Menurut Syafruddin, kriminalisasi ini diawali saat dirinya mengajukan pembatalan sertifikat tanah seluas 0,7 hektare milik H Ashar Imran ke BPN Bombana.
Pembatalan itu dilakukan lantaran saat proses pengurusan sertifikat, lokasi lahan tidak sesuai dengan surat penguasaan fisik ditandatangai sendiri Syafruddin. Tanah itu diberikan oleh M Gazali Sahlan sebagai rasa terimakasih karena membatu biaya pengobatan.
“Dalam pengurusan sertifikat itu, saya ketahui bukan merupakan bagian tanah yang diberikan M Gazali, karena letaknya berjauhan. Olehnya saya menyurat ke BPN Bombana untuk pembatalan sertifikat. Di sinilah awalnya saya dilaporkan,” katanya.
Syafruddin menegaskan, fakta tersebut membuktikan penyidik tidak cermat dalam melakukan penyelidikan dan cenderung berpihak kepada pelapor H Ashar Imran.
Bahkan, Syafruddin bilang, Brigadir Dedi Wahyudi dan Sumarlin Hijira merupakan penyidik pesanan. Pasalnya, setiap laporan yang dibuat Ashar Imran atau kerabatnya, selalu ditangani dua penyidik ini.
“Laporan terhadap Marsono pada 2016 dan Arfan 2025 dilaporkan oleh Irsan merupakan anak buah Ashar Imran, penydiknya sama, Dedi Wahyudi dan Sumarlin Hijira. Bagi saya ini pesanan,” sebut Syafruddin.
Syafruddin pun meminta Kapolda Sultra untuk menindak tegas kedua penyidik tersebut karena bertindak tidak netral dan mencoreng nama baik institusi kepolisian.

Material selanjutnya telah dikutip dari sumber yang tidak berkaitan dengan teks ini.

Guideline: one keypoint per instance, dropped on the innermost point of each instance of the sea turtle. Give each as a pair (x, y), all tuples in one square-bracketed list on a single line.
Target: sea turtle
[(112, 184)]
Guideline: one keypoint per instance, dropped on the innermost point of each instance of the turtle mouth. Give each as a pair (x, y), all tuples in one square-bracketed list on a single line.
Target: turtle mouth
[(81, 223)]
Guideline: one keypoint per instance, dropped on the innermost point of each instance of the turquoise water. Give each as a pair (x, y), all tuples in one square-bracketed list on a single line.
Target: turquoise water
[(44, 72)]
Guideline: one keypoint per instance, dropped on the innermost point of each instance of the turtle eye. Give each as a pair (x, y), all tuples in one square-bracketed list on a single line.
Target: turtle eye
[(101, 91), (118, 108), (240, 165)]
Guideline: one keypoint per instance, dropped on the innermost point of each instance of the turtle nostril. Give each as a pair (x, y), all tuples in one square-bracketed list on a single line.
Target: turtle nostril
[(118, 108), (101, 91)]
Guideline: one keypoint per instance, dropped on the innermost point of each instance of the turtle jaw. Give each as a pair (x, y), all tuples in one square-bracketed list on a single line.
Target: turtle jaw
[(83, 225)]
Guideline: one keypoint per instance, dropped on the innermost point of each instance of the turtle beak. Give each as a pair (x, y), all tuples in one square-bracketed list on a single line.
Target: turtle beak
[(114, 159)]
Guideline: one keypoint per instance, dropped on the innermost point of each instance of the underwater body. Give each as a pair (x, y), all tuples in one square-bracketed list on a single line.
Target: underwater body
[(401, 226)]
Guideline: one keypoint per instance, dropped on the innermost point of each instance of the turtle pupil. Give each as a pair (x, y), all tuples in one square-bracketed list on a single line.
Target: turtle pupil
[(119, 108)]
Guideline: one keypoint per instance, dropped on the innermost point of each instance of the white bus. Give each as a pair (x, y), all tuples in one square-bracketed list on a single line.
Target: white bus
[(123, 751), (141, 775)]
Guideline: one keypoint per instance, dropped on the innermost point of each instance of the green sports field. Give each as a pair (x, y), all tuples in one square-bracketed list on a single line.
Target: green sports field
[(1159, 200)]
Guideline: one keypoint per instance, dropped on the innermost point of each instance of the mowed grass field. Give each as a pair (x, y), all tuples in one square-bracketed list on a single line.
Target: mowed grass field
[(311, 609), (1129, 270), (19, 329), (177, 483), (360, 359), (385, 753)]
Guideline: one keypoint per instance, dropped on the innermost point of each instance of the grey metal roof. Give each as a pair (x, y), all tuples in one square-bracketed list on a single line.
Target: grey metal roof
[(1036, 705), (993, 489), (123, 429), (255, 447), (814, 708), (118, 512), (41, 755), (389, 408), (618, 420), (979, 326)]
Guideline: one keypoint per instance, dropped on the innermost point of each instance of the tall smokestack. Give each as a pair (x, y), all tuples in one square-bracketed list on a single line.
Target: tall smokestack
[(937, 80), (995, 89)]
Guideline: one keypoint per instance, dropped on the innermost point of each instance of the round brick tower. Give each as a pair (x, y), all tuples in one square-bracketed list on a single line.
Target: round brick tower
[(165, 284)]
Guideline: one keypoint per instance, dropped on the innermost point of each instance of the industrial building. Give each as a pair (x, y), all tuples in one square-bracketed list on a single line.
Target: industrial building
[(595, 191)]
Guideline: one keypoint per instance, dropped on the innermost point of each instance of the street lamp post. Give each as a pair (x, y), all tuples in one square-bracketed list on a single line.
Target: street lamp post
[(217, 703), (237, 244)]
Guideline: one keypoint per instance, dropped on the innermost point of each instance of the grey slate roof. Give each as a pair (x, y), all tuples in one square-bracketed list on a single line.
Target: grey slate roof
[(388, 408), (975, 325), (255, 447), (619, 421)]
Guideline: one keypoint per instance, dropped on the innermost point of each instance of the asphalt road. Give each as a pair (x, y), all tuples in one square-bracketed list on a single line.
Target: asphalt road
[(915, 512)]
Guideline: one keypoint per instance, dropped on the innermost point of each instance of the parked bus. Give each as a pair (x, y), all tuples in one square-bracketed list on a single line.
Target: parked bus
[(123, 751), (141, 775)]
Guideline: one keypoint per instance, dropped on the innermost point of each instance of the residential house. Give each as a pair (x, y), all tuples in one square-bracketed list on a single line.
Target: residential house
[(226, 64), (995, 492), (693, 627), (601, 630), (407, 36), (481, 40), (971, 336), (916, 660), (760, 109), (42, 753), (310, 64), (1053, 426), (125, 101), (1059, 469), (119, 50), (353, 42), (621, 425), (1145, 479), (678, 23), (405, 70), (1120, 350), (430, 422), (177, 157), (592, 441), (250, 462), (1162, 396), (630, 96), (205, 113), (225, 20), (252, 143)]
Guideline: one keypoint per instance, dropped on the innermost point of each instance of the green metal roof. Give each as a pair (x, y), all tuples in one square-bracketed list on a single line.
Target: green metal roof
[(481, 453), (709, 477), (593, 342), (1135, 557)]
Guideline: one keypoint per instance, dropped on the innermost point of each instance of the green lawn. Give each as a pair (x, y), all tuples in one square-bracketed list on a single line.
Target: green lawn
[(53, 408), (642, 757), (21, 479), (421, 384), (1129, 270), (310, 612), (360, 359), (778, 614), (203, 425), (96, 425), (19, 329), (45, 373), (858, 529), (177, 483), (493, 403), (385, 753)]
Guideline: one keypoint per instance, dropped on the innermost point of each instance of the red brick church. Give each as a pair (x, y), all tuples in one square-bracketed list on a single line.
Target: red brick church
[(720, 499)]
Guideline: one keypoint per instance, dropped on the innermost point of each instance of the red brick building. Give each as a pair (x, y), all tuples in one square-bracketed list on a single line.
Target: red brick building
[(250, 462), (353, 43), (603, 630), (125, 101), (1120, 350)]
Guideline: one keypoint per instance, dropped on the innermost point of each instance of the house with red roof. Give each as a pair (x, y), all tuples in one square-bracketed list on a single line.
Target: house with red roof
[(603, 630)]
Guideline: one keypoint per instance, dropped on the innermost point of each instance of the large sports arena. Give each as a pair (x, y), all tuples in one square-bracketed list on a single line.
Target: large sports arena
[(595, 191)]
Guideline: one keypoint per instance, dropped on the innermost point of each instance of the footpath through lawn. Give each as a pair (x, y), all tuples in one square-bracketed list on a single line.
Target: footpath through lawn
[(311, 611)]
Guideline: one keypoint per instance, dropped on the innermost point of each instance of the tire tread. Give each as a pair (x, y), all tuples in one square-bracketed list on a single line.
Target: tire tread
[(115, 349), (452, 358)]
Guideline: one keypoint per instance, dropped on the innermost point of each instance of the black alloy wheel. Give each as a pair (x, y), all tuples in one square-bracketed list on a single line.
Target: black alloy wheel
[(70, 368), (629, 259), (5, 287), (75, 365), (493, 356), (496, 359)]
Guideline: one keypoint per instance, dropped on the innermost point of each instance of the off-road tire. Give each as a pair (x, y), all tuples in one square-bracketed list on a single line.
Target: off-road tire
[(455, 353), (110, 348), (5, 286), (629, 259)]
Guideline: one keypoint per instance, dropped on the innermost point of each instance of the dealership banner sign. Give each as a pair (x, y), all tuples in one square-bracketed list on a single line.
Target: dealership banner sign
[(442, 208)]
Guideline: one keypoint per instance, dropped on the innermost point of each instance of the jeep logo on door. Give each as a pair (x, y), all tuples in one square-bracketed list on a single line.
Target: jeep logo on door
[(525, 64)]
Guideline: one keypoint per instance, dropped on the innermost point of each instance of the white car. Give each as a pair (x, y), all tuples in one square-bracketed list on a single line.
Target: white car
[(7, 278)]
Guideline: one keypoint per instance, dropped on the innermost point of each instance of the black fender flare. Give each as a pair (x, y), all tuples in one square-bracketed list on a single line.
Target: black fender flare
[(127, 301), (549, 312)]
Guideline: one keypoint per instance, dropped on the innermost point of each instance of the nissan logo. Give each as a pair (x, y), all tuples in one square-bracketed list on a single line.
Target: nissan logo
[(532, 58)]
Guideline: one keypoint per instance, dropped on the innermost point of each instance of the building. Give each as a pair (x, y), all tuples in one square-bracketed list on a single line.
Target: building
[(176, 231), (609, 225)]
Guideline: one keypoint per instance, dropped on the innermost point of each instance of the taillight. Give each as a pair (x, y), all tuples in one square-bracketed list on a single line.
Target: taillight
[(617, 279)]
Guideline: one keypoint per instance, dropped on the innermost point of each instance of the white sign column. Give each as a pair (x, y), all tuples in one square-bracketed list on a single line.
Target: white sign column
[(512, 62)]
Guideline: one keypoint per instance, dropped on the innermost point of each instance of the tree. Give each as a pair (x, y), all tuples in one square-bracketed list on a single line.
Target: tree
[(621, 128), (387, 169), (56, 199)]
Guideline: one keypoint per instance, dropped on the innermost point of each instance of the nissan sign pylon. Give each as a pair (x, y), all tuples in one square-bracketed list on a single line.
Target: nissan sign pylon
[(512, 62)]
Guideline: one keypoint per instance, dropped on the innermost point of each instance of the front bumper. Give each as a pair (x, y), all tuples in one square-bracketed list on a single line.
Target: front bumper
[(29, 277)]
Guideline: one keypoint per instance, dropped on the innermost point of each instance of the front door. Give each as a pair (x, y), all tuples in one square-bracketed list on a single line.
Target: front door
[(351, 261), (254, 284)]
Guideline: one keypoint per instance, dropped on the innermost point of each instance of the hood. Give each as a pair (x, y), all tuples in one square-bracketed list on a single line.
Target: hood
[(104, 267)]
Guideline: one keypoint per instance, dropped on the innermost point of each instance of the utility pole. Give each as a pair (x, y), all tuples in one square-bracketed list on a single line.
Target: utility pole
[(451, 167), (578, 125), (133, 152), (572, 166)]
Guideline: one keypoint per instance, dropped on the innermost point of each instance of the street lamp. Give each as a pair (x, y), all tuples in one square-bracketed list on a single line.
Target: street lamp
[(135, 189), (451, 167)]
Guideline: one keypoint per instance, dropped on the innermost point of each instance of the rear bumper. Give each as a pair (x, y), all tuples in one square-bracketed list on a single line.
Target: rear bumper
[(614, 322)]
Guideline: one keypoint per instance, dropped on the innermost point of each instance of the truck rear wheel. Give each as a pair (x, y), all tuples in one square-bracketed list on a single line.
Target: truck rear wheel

“Akibat ulah dua penyidik ini, saya ditahan selama 35 hari. Anak dan istri saya masih trauma karena foto saya disebar oleh pelapor ke masyarakat. Ini sangat merugikan harkat dan martabat saya,” tandasnya.
Kabid Humas Polda Sultra, Kombes Pol Iis Kristian belum merespon WhatsApp jurnalis matalokal.com saat dihubungi, Rabu (8/10/2025).